If the seasonal fluctuation of demand grows, synchronization of supply and demand becomes more difficult, resulting in an increase in either inventory or backlogs as well as an increase in the total cost to the supply chain. This is illustrated in Example 8-1, in which the demand forecast is more variable.

EXAMPLE 8-1 Impact of Higher Demand Variability

All the data are exactly the same as in our previous discussion of Red Tomato, except for the demand forecast. Assume that the same overall demand (16,000 units) is distributed over the six months in such a way that the seasonal fluctuation of demand is higher, as shown in Table 8-5. Obtain the optimal aggregate plan in this case.

In this case, the optimal aggregate plan (using the same costs as those used before) is shown in Table 8-6.

Observe that monthly production remains the same, but both inventories and stockouts (backlogs) go up compared to the aggregate plan in Table 8-4 for the demand profile in Table 8-2. The cost of meeting the new demand profile in Table 8-5 is higher, at $433,080 (compared to $422,660 for the previous demand profile in Table 8-2).

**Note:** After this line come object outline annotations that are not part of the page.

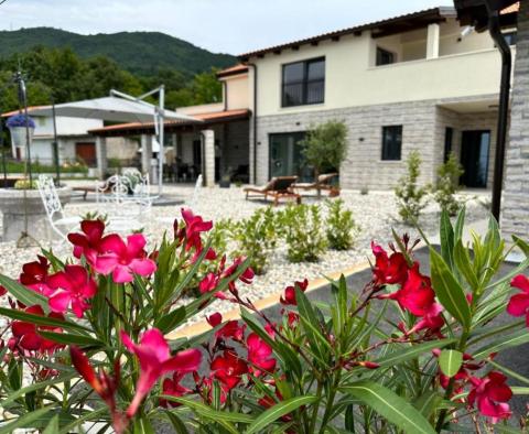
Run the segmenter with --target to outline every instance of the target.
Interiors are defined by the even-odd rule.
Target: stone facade
[[[406,160],[412,150],[421,153],[420,181],[422,183],[435,182],[436,169],[443,162],[446,127],[454,129],[453,149],[456,153],[461,149],[463,130],[490,130],[488,178],[488,185],[490,185],[497,113],[495,111],[460,113],[442,107],[445,104],[455,102],[461,102],[461,100],[423,100],[258,117],[257,184],[263,184],[269,180],[270,134],[307,131],[311,126],[316,123],[343,120],[348,128],[347,156],[341,167],[341,185],[344,188],[393,188],[406,172]],[[381,135],[385,126],[402,126],[400,161],[381,160]],[[253,152],[252,135],[253,131],[250,128],[250,155]],[[253,180],[252,163],[252,159],[250,159],[250,180]]]
[[[529,2],[520,2],[515,80],[506,154],[503,234],[529,238]]]

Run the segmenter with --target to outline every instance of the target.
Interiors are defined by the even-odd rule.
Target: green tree
[[[463,205],[455,196],[460,189],[460,177],[463,172],[463,167],[453,152],[450,153],[449,160],[438,169],[438,182],[433,197],[441,209],[452,217],[458,213]]]
[[[307,164],[314,166],[315,175],[339,171],[347,150],[347,127],[343,121],[330,120],[307,132],[301,142]]]

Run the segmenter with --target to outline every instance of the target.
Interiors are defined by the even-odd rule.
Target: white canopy
[[[82,101],[57,104],[55,115],[69,118],[102,119],[110,122],[153,122],[156,107],[145,102],[136,102],[119,97],[104,97],[85,99]],[[31,115],[53,116],[51,106],[35,108]],[[181,120],[187,122],[202,122],[199,119],[187,115],[164,110],[165,120]]]

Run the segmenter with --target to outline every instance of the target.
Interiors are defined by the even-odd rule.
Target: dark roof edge
[[[256,50],[256,51],[252,51],[252,52],[240,54],[237,57],[241,62],[248,62],[248,59],[250,57],[256,57],[256,56],[263,55],[263,54],[267,54],[267,53],[280,52],[281,50],[291,48],[291,47],[295,47],[295,46],[299,46],[299,45],[306,45],[306,44],[321,42],[321,41],[325,41],[325,40],[330,40],[330,39],[336,39],[336,37],[339,37],[339,36],[345,36],[345,35],[348,35],[348,34],[363,32],[365,30],[376,29],[376,28],[379,28],[381,25],[396,24],[396,23],[399,23],[400,21],[425,18],[428,15],[432,15],[432,20],[435,19],[435,18],[441,20],[441,19],[446,19],[446,18],[455,18],[456,17],[456,11],[452,7],[438,7],[438,8],[424,9],[422,11],[411,12],[411,13],[407,13],[404,15],[398,15],[398,17],[386,19],[386,20],[374,21],[371,23],[360,24],[360,25],[356,25],[354,28],[337,30],[337,31],[334,31],[334,32],[323,33],[323,34],[312,36],[312,37],[306,37],[306,39],[303,39],[303,40],[288,42],[285,44],[270,46],[270,47],[262,48],[262,50]]]

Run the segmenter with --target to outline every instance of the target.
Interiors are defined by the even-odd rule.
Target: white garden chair
[[[39,175],[36,182],[39,187],[39,193],[46,210],[47,221],[50,223],[51,228],[61,236],[62,239],[66,240],[66,236],[73,229],[75,229],[79,223],[80,217],[72,216],[65,217],[63,205],[53,183],[53,178],[48,175]]]
[[[100,213],[109,218],[109,229],[129,231],[141,229],[152,206],[149,178],[138,171],[112,175],[102,184],[96,185],[96,202]]]
[[[193,188],[193,195],[190,197],[188,200],[185,200],[184,204],[182,204],[180,207],[191,208],[191,209],[195,208],[202,192],[202,184],[203,184],[202,180],[203,180],[202,174],[199,174],[198,177],[196,178],[195,187]],[[179,211],[179,215],[180,215],[180,211]],[[156,220],[164,224],[168,224],[168,223],[172,224],[174,221],[174,218],[175,217],[159,217],[156,218]]]

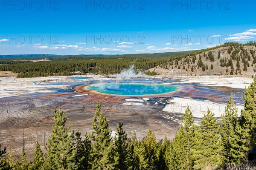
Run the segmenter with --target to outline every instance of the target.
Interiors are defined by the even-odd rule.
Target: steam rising
[[[135,71],[134,71],[134,65],[133,65],[129,69],[123,70],[120,74],[116,75],[116,77],[122,79],[129,79],[145,76],[146,75],[143,72]]]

red tomato tools case study excel

From Example 8-1, we can see that the increase in demand variability at the retailer increases seasonal inventory as well as planned costs.

Using the Red Tomato example, we also see that the optimal trade-off changes as the costs change. This is illustrated in Example 8-2, in which we show that as the costs of hiring and layoff decrease, it is better to vary capacity with demand while having less inventory and fewer backlogs.

EXAMPLE 8-2 Impact of Lower Costs of Hiring and Layoff

Assume that demand at Red Tomato is as shown in Table 8-2, and all other data are the same except that the costs of hiring and layoff are now $50 each. Evaluate the total cost corresponding to the aggregate plan in Table 8-4. Suggest an optimal aggregate plan for the new cost structure.

If the costs of hiring and layoff decrease to $50 each, the cost corresponding to the aggregate plan in Table 8-4 decreases from $422,660 to $412,770. Taking this new cost into account and determining a new optimal aggregate plan yields the plan shown in Table 8-7. Observe that the workforce size fluctuates between a high of 88 and a low of 45, as opposed to being stable at 64 as in Table 8-4.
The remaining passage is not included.